Por david e. santos gómez
La imagen, poderosa y simbólica, era esperada por Londres hace años. Una mujer, cuidadosa de todas las formas, recibió la bandera del Reino Unido que acaba de bajar de su asta de la sede de la Unión Europea en Bruselas. La Union Jack fue doblada meticulosamente y abandonó, para siempre, los pasillos del organismo. La isla y el continente consumaban por fin su divorcio luego de histerias y negociaciones y malas caras. El Brexit estaba hecho.
Lo que inició en 2016 como un mal cálculo político del entonces primer ministro británico David Cameron terminó por ser un certero disparo al cuerpo de la Unión que ve así, incrédula, como después de tantas décadas de construcción colectiva se va por la puerta trasera uno de sus principales sostenes, pero también uno de sus integrantes más críticos.
Aún en sus momentos más europeístas, el Reino Unido exigió sus propias reglas para pertenecer al bloque.
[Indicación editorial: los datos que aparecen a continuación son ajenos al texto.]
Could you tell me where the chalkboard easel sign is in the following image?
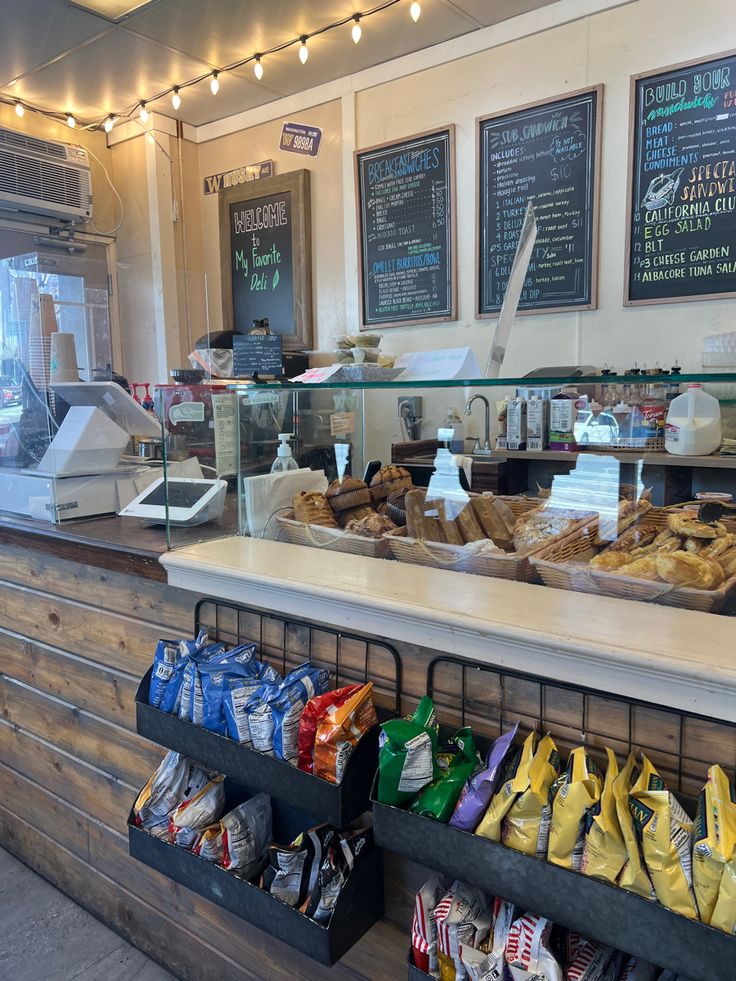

No quiso, en 1985, firmar el Acuerdo de Schengen que difuminaba límites nacionales ni, mucho menos, adoptó el Euro como moneda. En ambos casos se cerró en sus particularidades y prefirió mantener el control de sus propias fronteras y seguir con la libra esterlina.
El cierre del siglo XX y el inicio del XXI están plagados de ejemplos de tire y afloje entre las partes en los que unos temían perder su autonomía económica y social y los otros exigían un mayor compromiso común. Francia y Alemania, como convencidos de Europa, tiraban la carreta integradora mientras el Reino Unido amenazaba cada tanto con su partida definitiva para sacar beneficios exclusivos.
Sin embargo, la amenaza de separación de una de sus partes más significativas se antojaba tan catastrófica que nunca fue tomada en serio. Ni siquiera en la mañana del referendo del Brexit, el 23 de junio de 2016, Europa creía que la pérdida pudiera darse. Muchos en la isla tampoco. Pero sucedió. El 51 por ciento de los votantes ordenaron abandonar el bloque.
Tres años y medio después, el Brexit es aún el centro de toda la política europea. El continente empezará la vida sin su integrante más rebelde y el Reino Unido, como en una voltereta del destino, tendrá que afrontar ahora los bríos independentistas de sus miembros. Escocia e Irlanda del Norte quieren dar la pelea de sus propias libertades.